2. The period of discovery of the basic laws of chemistry(1800-1860; Dalton, Avogadro, Berzelius). The result of the period was the atomic-molecular theory:

a) all substances consist of molecules that are in continuous chaotic motion;

b) all molecules consist of atoms;

3. Modern period(started in 1860; Butlerov, Mendeleev, Arrhenius, Kekule, Semenov). It is characterized by the separation of branches of chemistry as independent sciences, as well as the development of related disciplines, for example, biochemistry. During this period, the periodic system of elements, theories of valence, aromatic compounds, electrochemical dissociation, stereochemistry, and the electronic theory of matter were proposed.
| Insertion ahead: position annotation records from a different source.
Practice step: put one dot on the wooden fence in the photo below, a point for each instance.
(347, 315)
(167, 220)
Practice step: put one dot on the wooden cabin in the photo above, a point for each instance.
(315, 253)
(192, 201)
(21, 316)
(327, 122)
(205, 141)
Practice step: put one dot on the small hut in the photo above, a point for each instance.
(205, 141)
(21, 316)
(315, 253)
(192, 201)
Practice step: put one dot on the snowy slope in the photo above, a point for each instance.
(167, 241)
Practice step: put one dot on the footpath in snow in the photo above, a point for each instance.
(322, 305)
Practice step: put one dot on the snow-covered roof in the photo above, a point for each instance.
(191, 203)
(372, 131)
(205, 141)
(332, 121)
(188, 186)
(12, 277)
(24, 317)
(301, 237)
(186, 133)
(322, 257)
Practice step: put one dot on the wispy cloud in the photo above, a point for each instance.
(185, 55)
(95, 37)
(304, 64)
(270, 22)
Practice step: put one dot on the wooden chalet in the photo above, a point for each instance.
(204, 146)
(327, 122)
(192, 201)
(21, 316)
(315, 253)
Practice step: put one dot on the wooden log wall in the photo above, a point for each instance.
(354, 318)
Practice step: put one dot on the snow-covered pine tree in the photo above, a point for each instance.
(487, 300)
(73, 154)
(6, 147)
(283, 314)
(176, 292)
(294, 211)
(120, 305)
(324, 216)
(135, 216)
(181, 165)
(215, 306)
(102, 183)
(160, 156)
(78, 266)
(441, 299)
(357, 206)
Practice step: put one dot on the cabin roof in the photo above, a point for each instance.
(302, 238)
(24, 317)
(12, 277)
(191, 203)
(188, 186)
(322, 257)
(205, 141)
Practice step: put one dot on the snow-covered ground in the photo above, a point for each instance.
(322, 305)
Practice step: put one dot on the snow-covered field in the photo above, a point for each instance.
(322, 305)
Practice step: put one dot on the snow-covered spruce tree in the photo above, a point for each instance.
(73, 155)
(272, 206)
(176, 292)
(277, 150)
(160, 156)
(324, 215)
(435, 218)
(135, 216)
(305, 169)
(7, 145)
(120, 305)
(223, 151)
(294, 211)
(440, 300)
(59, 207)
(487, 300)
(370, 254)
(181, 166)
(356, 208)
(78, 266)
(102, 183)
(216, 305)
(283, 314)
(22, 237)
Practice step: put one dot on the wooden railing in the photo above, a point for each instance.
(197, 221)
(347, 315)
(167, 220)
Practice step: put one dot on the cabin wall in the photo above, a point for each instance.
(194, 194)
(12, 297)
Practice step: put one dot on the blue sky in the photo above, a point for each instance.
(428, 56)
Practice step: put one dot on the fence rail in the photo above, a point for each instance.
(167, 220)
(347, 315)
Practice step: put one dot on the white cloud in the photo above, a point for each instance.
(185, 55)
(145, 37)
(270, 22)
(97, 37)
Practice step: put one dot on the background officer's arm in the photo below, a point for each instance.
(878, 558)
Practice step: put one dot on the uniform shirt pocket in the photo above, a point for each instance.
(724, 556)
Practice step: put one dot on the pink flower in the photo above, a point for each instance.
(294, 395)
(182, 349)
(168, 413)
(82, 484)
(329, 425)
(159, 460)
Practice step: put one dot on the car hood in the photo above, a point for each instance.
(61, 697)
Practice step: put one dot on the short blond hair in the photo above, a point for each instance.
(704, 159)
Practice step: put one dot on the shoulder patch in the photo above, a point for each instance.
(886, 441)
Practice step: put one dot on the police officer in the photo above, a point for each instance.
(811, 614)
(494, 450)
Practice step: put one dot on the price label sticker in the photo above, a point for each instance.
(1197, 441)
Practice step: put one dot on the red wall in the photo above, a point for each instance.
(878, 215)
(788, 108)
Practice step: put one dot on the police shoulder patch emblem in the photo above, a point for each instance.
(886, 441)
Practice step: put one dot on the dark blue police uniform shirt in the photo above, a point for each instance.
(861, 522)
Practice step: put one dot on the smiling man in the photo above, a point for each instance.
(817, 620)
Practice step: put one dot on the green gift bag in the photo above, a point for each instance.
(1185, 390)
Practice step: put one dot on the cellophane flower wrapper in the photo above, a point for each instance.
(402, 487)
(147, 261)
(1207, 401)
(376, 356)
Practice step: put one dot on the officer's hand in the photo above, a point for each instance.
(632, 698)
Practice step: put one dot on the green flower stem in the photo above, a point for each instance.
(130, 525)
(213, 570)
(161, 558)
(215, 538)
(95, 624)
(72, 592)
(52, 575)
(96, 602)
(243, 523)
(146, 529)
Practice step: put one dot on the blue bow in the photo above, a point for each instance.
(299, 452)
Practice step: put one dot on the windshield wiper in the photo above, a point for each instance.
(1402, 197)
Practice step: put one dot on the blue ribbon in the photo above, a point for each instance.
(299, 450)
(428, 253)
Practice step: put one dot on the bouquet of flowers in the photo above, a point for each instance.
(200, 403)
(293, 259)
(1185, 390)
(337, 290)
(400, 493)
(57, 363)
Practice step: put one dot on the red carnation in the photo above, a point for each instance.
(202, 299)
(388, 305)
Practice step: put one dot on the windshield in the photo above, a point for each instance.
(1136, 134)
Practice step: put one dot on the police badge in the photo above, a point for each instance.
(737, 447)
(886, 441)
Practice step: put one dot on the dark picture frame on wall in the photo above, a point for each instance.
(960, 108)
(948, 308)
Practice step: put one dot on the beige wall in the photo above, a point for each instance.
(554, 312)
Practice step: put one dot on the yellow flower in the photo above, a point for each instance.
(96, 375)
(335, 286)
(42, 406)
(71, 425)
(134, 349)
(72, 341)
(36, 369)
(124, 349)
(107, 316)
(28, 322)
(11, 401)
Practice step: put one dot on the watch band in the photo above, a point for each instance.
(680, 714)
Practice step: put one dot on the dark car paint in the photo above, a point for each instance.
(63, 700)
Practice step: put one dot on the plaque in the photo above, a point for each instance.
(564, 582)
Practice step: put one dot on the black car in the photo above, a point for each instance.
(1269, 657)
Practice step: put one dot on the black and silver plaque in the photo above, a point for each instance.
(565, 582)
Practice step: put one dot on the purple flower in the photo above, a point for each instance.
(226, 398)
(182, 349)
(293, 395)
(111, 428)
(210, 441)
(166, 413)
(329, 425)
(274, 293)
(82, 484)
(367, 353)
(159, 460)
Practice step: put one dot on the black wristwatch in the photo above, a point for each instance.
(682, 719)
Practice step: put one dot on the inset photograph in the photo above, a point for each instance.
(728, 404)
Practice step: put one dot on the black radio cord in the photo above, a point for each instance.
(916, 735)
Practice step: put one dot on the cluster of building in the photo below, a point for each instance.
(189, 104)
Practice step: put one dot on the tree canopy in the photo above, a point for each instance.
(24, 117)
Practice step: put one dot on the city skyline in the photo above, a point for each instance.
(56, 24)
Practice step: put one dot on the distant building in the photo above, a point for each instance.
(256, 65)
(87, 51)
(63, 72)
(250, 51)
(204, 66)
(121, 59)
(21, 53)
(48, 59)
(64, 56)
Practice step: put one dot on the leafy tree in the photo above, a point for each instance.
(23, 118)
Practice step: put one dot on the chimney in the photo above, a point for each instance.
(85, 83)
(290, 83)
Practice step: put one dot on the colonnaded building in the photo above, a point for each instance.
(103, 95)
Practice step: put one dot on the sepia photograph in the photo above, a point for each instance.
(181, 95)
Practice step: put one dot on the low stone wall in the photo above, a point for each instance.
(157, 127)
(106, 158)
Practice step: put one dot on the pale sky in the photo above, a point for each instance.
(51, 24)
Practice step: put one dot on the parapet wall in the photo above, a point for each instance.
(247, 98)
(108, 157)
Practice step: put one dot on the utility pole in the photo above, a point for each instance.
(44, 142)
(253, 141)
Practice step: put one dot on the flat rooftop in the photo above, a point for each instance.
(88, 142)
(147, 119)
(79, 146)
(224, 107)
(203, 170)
The modern chemical picture of the world looks like this:

1. Substances in the gaseous state consist of molecules. In the solid and liquid states, only substances with a molecular crystal lattice (CO 2, H 2 O) consist of molecules. Most solids have either an atomic or ionic structure and exist in the form of macroscopic bodies (NaCl, CaO, S).

2. A chemical element is a certain type of atom with the same nuclear charge. The chemical properties of an element are determined by the structure of its atom.

3. Simple substances are formed from atoms of one element (N 2, Fe). Complex substances or chemical compounds are formed by atoms of different elements (CuO, H 2 O).

4. Chemical phenomena or reactions are processes in which some substances are transformed into others in structure and properties without changing the composition of the nuclei of atoms.

5. The mass of substances entering into a reaction is equal to the mass of substances formed as a result of the reaction (law of conservation of mass).

6. Any pure substance, regardless of the method of preparation, always has a constant qualitative and quantitative composition (the law of constancy of composition).

The main task chemistry– obtaining substances with predetermined properties and identifying ways to control the properties of the substance.